Birinci taraftaki bastonlar ‘hep birlikte’ sözünü iliştiriyor her yazdığının altına. Medyalarının ekranlarını süslüyor bu söz. Çok şey düşündürür ya da sade ve doğru bir yorumlama ile geçebilirsiniz bu sözü. Ancak başka bir anlamı olduğunu düşünmeden de edemeyiz .
Burada ‘hep birlikte’ olamayacak olan ikiliği hayal dünyalarında yan yana getirme gayreti var. Bir illüzyon ortaya koymazlarsa haftalardır evde kalamayanların soracağı kısa ama bütün tarihi kucaklayan sorudan ödleri korkuyor, uykuları kaçıyor.

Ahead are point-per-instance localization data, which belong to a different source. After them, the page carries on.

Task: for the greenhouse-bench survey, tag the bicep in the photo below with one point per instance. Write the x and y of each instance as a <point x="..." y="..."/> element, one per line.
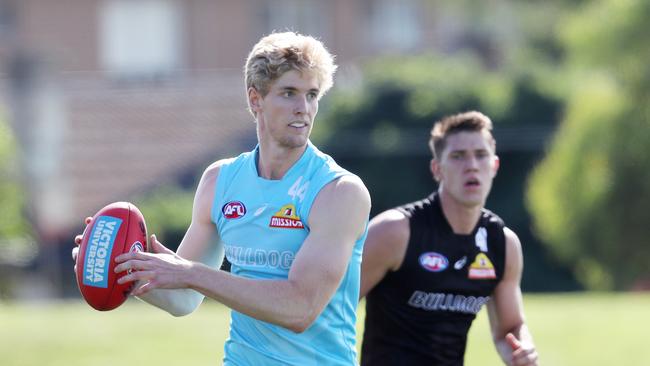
<point x="505" y="310"/>
<point x="384" y="249"/>
<point x="337" y="219"/>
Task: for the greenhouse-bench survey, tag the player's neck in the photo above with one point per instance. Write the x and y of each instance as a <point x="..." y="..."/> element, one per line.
<point x="461" y="218"/>
<point x="273" y="162"/>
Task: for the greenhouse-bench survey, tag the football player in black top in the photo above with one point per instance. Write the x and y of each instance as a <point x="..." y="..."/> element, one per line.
<point x="429" y="266"/>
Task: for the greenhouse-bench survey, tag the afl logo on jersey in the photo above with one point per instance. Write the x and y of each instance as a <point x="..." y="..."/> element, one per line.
<point x="233" y="210"/>
<point x="434" y="262"/>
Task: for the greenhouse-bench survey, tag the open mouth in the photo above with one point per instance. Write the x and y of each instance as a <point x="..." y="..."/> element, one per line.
<point x="298" y="124"/>
<point x="472" y="183"/>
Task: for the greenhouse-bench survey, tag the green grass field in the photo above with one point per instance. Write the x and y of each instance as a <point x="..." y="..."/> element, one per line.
<point x="570" y="330"/>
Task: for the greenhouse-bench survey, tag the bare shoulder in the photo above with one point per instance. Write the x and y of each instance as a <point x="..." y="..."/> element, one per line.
<point x="348" y="190"/>
<point x="391" y="224"/>
<point x="513" y="244"/>
<point x="206" y="190"/>
<point x="211" y="173"/>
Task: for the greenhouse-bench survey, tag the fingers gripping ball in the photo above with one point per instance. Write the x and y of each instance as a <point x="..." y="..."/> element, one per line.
<point x="117" y="228"/>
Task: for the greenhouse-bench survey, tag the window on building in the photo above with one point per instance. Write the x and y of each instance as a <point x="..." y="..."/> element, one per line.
<point x="302" y="16"/>
<point x="140" y="39"/>
<point x="395" y="25"/>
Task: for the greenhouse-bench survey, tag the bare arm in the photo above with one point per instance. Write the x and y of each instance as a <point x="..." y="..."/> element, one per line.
<point x="388" y="236"/>
<point x="506" y="311"/>
<point x="337" y="220"/>
<point x="200" y="244"/>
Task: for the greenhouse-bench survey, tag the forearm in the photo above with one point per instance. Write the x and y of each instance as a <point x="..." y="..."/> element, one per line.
<point x="177" y="302"/>
<point x="505" y="350"/>
<point x="280" y="302"/>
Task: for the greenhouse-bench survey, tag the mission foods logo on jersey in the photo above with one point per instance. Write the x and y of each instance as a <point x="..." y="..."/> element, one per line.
<point x="286" y="218"/>
<point x="481" y="268"/>
<point x="434" y="262"/>
<point x="233" y="210"/>
<point x="98" y="253"/>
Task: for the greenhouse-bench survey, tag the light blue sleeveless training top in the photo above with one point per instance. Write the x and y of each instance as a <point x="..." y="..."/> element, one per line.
<point x="263" y="224"/>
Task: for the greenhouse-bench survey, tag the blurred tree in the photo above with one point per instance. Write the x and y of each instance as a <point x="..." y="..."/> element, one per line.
<point x="168" y="212"/>
<point x="17" y="247"/>
<point x="590" y="195"/>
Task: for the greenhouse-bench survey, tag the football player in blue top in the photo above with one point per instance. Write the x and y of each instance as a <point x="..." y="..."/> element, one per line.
<point x="429" y="266"/>
<point x="288" y="218"/>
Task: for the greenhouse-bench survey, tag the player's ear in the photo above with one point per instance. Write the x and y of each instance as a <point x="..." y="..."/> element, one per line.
<point x="435" y="169"/>
<point x="497" y="163"/>
<point x="254" y="99"/>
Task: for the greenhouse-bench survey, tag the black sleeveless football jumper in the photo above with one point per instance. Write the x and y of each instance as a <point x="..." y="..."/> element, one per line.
<point x="421" y="313"/>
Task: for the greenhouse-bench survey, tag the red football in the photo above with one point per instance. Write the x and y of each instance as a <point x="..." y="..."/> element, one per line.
<point x="117" y="228"/>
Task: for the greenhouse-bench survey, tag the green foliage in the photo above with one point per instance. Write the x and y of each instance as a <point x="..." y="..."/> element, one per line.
<point x="168" y="212"/>
<point x="12" y="200"/>
<point x="590" y="195"/>
<point x="73" y="334"/>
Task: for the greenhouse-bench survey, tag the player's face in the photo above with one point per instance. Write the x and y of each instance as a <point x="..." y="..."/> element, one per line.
<point x="285" y="115"/>
<point x="467" y="167"/>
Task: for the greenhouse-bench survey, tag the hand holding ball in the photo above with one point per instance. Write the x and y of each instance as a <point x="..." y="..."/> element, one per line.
<point x="116" y="229"/>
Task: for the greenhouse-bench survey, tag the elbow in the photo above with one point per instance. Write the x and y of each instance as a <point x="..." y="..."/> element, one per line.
<point x="300" y="326"/>
<point x="184" y="308"/>
<point x="301" y="323"/>
<point x="179" y="312"/>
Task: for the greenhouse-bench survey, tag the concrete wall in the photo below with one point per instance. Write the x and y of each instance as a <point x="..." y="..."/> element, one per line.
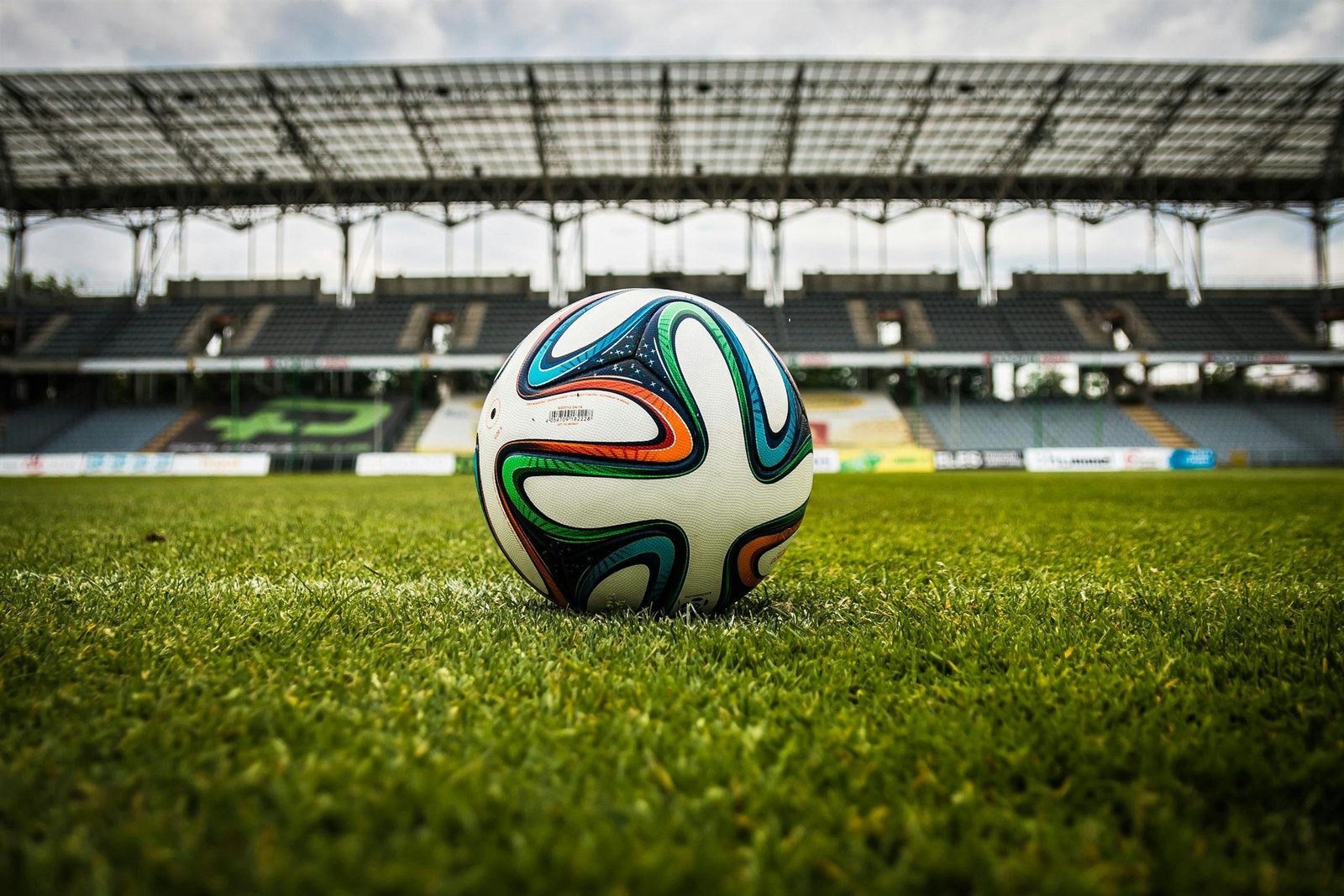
<point x="1089" y="282"/>
<point x="694" y="284"/>
<point x="302" y="289"/>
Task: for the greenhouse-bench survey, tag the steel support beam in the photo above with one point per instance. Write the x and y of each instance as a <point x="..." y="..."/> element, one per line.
<point x="779" y="156"/>
<point x="81" y="160"/>
<point x="557" y="297"/>
<point x="1332" y="163"/>
<point x="665" y="157"/>
<point x="320" y="163"/>
<point x="1132" y="154"/>
<point x="1320" y="246"/>
<point x="13" y="288"/>
<point x="436" y="159"/>
<point x="192" y="154"/>
<point x="550" y="156"/>
<point x="8" y="181"/>
<point x="894" y="157"/>
<point x="987" y="286"/>
<point x="344" y="295"/>
<point x="1014" y="159"/>
<point x="138" y="269"/>
<point x="1245" y="157"/>
<point x="776" y="293"/>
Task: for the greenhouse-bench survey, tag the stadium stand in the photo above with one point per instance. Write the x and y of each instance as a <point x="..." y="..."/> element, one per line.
<point x="154" y="331"/>
<point x="366" y="328"/>
<point x="26" y="430"/>
<point x="81" y="333"/>
<point x="113" y="430"/>
<point x="1236" y="429"/>
<point x="1010" y="425"/>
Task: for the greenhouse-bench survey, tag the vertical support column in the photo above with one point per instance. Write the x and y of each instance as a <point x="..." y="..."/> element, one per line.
<point x="344" y="296"/>
<point x="181" y="244"/>
<point x="956" y="244"/>
<point x="480" y="242"/>
<point x="582" y="226"/>
<point x="280" y="244"/>
<point x="654" y="241"/>
<point x="1320" y="246"/>
<point x="1195" y="285"/>
<point x="853" y="242"/>
<point x="750" y="244"/>
<point x="136" y="268"/>
<point x="378" y="248"/>
<point x="1152" y="239"/>
<point x="557" y="298"/>
<point x="1054" y="239"/>
<point x="448" y="241"/>
<point x="776" y="295"/>
<point x="987" y="284"/>
<point x="882" y="242"/>
<point x="1200" y="251"/>
<point x="13" y="291"/>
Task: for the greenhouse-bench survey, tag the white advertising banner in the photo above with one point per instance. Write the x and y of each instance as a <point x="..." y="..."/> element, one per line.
<point x="128" y="464"/>
<point x="134" y="464"/>
<point x="1115" y="459"/>
<point x="221" y="464"/>
<point x="40" y="464"/>
<point x="405" y="464"/>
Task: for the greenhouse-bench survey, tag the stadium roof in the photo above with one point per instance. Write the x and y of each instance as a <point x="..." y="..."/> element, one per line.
<point x="709" y="130"/>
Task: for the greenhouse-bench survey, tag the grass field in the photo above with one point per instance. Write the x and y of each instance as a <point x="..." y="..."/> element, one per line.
<point x="956" y="681"/>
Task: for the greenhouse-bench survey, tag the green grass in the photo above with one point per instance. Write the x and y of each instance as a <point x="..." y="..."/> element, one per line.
<point x="952" y="683"/>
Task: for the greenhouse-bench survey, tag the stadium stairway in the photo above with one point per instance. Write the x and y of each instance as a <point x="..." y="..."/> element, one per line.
<point x="921" y="432"/>
<point x="918" y="329"/>
<point x="1158" y="426"/>
<point x="49" y="328"/>
<point x="252" y="327"/>
<point x="410" y="436"/>
<point x="167" y="436"/>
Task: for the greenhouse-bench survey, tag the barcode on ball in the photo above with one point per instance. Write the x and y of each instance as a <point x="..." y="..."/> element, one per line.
<point x="570" y="416"/>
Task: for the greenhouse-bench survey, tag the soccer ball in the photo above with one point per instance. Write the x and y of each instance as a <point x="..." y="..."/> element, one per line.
<point x="644" y="449"/>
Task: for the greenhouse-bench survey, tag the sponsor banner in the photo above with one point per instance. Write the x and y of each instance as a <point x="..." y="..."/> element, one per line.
<point x="891" y="459"/>
<point x="452" y="427"/>
<point x="405" y="464"/>
<point x="1194" y="459"/>
<point x="40" y="464"/>
<point x="134" y="464"/>
<point x="296" y="425"/>
<point x="128" y="464"/>
<point x="978" y="459"/>
<point x="1119" y="459"/>
<point x="232" y="464"/>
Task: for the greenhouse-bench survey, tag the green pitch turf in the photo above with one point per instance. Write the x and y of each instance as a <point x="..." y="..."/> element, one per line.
<point x="990" y="683"/>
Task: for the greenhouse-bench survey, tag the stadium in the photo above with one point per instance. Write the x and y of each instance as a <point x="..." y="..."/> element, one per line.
<point x="1016" y="672"/>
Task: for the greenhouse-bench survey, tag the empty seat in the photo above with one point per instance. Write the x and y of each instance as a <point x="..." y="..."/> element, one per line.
<point x="1028" y="423"/>
<point x="113" y="430"/>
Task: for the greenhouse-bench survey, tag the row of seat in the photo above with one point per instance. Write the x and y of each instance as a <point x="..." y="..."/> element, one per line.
<point x="823" y="322"/>
<point x="57" y="429"/>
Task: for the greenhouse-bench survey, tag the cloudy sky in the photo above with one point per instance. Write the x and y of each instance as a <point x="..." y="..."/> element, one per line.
<point x="111" y="34"/>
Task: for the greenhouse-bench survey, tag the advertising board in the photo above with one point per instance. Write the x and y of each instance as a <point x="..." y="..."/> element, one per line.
<point x="40" y="464"/>
<point x="979" y="459"/>
<point x="405" y="464"/>
<point x="1117" y="459"/>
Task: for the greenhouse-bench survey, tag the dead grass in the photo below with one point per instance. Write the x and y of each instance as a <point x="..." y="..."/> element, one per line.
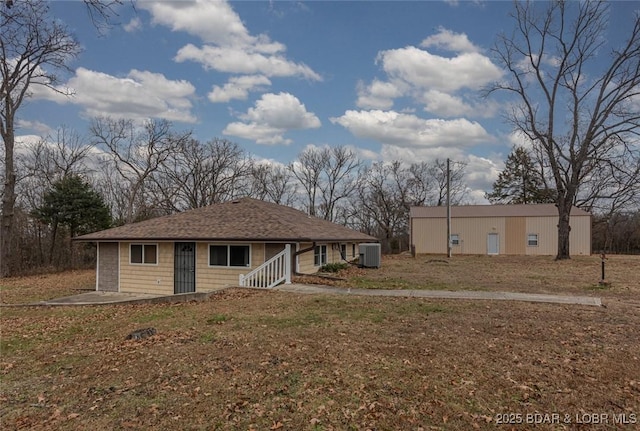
<point x="273" y="360"/>
<point x="531" y="274"/>
<point x="24" y="290"/>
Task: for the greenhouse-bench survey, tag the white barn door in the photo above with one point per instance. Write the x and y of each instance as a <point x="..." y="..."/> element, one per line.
<point x="493" y="243"/>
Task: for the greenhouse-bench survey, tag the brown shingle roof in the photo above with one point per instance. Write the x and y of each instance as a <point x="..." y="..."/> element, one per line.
<point x="241" y="220"/>
<point x="468" y="211"/>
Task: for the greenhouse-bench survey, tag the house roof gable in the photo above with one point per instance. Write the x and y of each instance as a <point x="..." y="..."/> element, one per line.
<point x="471" y="211"/>
<point x="244" y="219"/>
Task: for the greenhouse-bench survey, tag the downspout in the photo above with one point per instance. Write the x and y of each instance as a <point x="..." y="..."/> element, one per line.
<point x="298" y="253"/>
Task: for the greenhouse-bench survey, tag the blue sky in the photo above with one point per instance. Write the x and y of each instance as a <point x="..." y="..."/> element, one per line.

Ne yapmalı?.. Sorunun başından sonuna gidene kadar ortada ne patron kalır ne de iktidar bastonları.
Hepsini dümdüz edecek güçte bir kasırgadır bu soru .
Depolarda, marketlerde çalışan emekçiler evlerinde kalmak bir yana normal ücretlerini parçalı alıyor. Hayatın normale dönmesi umudunu taşıyanlar için de ciddiye alınacak olanlar gözümüzün önünde ama; hiç ciddiye alınmayacakları da unutmayalım.
Yalısının önünden işçiye pişkinlik üretme cüreti gösteren ucuzluğu gözümüzün önüne büyük çiviyle sabitleyelim.
O pişkinlik zenginliği anlatmıyor .O pişkinlik zenginliğin bir avucun elinde nasıl da umuda ve insanlığa meydan okuduğunu anlatıyor.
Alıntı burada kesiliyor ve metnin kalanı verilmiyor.